### Necessary files for running Snakemake

The necessary files for running Snakemake are:
- [Snakefile](Snakemake/Snakefile.py)

**Snakefile** is the file where the different steps are designed and concatenated, the core code.
- [Cluster file](Snakemake/config.yaml)

Although Snakemake is able to generate the necessary jobs and submit them to the cluster, minimal guides need to be prepared: general rules but also specific rules for each job. The **cluster.json** serves for this purpose. Running time, number of cores used, memory required, name of the job and log locations are the parameters to be set within this JSON file.
- [Config file](Snakemake/cluster.json)

The **config.yaml** file has been created in order to make the variables independent from the code, so the Snakefile does not need to change when these variables change. For instance, input files, paths, softwares or wildcards are specified at the YAML file. This way, the core code (Snakefile) remain unchanged from one project to the other: the new user will only need to replace these variables.
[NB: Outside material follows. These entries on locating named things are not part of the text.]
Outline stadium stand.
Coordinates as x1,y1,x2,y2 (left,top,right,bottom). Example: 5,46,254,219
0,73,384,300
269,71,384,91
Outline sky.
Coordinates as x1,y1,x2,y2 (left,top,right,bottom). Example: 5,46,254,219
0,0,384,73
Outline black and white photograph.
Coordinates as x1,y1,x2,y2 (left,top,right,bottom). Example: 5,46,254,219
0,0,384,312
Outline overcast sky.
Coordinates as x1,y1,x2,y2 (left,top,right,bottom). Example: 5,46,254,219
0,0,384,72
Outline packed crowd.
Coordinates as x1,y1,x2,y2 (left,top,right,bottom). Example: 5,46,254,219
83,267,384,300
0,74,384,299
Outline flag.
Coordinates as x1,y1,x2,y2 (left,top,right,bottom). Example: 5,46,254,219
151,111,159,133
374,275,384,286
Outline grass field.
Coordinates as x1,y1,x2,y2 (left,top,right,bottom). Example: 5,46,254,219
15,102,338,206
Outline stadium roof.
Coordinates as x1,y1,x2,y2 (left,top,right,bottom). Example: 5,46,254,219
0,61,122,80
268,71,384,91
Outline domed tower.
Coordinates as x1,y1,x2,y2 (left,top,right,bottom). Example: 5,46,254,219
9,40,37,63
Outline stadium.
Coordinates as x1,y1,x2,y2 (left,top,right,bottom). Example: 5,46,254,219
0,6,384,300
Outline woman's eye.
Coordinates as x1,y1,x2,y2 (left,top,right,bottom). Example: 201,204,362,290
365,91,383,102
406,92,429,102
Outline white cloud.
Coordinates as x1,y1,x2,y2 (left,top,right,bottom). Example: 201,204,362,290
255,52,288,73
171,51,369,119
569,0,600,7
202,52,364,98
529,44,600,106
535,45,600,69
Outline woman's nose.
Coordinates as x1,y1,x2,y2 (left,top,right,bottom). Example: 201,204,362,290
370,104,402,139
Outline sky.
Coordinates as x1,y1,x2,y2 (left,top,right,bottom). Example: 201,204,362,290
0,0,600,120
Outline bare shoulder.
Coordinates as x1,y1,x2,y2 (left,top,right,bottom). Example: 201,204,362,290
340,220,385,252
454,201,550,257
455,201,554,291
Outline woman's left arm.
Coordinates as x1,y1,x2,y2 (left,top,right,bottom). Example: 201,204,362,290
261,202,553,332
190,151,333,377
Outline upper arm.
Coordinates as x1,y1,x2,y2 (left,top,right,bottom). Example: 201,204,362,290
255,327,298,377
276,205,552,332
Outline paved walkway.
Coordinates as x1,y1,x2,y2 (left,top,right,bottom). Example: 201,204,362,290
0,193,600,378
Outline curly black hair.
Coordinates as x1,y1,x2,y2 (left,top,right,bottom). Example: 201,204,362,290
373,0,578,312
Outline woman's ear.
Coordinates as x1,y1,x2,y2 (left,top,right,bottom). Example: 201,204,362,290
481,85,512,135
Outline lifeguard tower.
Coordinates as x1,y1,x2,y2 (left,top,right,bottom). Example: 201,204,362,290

### Submit all jobs via Snakemake

Once the different steps are designed and concatenated in a Snakefile and the variables are given as a config file, it is time for submitting all the jobs and let the cluster do the work. Running jobs with Snakemake in the cluster is a bit different from running the jobs locally, as Snakemake is a workflow manager that automatically distributes the loads and is able to submit the jobs by taking the parameters given as part of the cluster file. 

As the whole pipeline may take several hours, we need to run the job as "screen". Otherwise, either Snakemake or the cluster would close letting the job finish incomplete.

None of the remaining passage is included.